Researchers with University of California, Los Angeles (UCLA) looked at blood samples from more than 200 men to compare those infected with HIV to a control group who did not have HIV, and scored them on five different measures of aging.
The study, published Thursday in the journal iScience, found that those living with HIV showed aging that was 2-5 years ahead of non-infected counterparts within three years of infection.
“Our work demonstrates that even in the early months and years of living with HIV, the virus has already set into motion an accelerated aging process at the DNA level,” Elizabeth Crabb Breen, professor emerita at UCLA’s Cousins Center for Psychoneuroimmunology and lead author of the study, said in a press release. “This emphasizes the critical importance of early HIV diagnosis and an awareness of aging-related problems, as well as the value of preventing HIV infection in the first place.”
HIV is a virus that attacks the body’s immune system, leaving the patient vulnerable to serious illness from even mild diseases or medical issues. In advanced stages, it can lead to AIDS, in which the immune system is severely damaged. There is no cure for HIV, but those who are living with HIV can manage it safely and prevent themselves from passing it on with current treatments.
As of data from 2018, around 62,000 people in Canada are living with HIV.
Scientists have previously theorized that HIV and the antiretroviral therapies that keep the infection under control could contribute to this accelerated aging, but this is one of the first studies to directly compare infected and non-infected people to look at this question, according to the release.
Researchers used data from the Multicenter AIDS Cohort Study, an ongoing study that began in 1984.
They looked at blood samples taken from 102 before they became infected with HIV and then two to thee years after infection, and matched these patients to samples taken from 102 men of the same age over the same time period.
But how can blood show your aging?
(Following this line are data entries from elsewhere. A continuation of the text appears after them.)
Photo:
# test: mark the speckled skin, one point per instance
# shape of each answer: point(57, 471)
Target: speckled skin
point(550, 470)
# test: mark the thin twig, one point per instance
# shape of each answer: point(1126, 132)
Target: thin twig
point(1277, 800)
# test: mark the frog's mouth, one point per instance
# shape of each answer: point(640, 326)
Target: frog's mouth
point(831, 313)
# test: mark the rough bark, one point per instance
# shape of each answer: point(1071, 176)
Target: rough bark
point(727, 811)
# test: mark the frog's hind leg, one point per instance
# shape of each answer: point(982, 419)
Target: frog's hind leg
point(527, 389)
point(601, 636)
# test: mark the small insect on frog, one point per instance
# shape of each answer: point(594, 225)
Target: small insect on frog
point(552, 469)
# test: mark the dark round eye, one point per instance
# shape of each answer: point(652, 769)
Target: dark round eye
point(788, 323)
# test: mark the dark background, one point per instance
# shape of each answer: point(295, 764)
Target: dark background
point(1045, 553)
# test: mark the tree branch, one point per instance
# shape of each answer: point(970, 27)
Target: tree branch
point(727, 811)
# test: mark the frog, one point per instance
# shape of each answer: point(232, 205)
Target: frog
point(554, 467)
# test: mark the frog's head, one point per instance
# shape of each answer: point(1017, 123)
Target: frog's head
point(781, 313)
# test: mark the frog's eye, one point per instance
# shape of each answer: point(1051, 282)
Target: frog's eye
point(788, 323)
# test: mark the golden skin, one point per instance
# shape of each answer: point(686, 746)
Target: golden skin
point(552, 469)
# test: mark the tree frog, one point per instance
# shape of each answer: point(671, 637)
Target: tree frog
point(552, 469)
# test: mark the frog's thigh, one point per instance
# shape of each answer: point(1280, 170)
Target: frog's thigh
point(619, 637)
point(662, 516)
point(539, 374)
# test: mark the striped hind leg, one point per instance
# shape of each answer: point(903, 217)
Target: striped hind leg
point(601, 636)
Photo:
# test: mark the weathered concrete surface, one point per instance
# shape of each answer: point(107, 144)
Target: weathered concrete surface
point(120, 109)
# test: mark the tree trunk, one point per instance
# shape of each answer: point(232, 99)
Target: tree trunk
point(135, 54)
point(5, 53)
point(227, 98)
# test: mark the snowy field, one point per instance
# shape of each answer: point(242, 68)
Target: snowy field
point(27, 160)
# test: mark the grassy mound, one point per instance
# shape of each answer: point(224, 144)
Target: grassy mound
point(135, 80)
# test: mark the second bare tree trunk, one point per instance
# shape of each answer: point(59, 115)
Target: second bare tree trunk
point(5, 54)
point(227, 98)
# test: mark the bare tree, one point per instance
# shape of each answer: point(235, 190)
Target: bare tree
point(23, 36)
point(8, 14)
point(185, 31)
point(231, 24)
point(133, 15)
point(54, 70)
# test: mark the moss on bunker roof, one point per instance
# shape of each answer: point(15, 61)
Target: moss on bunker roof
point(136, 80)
By examining the question on a subcellular level.
Researchers used the lens of epigenetics, which is the study of how your environment and behaviours change how your genes work — for instance, whether your body will follow the genetic instructions to create a specific protein, or whether epigenetic changes will have turned that gene “off”.
Some epigenetic changes are reversible, and some are progressive, such as how aging affects our gene expression.
By looking at how HIV affects DNA methylation, a type of epigenetic change which turns genes off and prevents them from reading the instructions to create certain proteins, researchers measured different indicators of aging within the samples.
Four of these are known as “epigenetic clocks”, and involve comparing different levels of methylation, lymophocytes, or other indicators to an established norm.
The last of the five aging indicators was to look at the length of telomeres, which are the ends of chromosomes that become shorter with each time that cells divide, until they become so short that cell division is no longer possible — one of the many clear measures of how aged a body is, as our bodies are steadily aging from the moment that we have more dying cells than replicating cells within us.
What researchers found was that in the patients with HIV, there was significant age acceleration across all five the aging measurements just before infection and ending two to three years after.
“This clearly demonstrates an early and substantial impact of HIV infection on the epigenetic aging process that begins in the first months and years of living with HIV,” the study stated.
“Becoming infected and living with HIV for only three years or less is already associated with approximately 20 per cent increased risk for a shortened lifespan.”
There was no accelerated aging seen in the non-infected control group in that time period.
The associations persisted even after researchers controlled for other factors in the men’s lives that could be contributing to accelerated aging.
“Our access to rare, well-characterized samples allowed us to design this study in a way that leaves little doubt about the role of HIV in eliciting biological signatures of early aging,” Beth Jamieson, a professor in the division of hematology and oncology at the Geffen School and senior author, said in the release. “Our long-term goal is to determine whether we can use any of these signatures to predict whether an individual is at increased risk for specific aging-related disease outcomes, thus exposing new targets for intervention therapeutics.”
The researchers noted that the study was limited by its small sample size, as well as it consisting exclusively of men and primarily of white men, meaning that broader studies need to be done to be sure if these results are applicable across the board.
Although this is the largest study of its type, it only followed the patients up to three years after infection.
Researchers say more research needs to be done to ascertain if this accelerated aging is sustained throughout the life of a person with HIV, and if it predicts longer term clinical outcomes.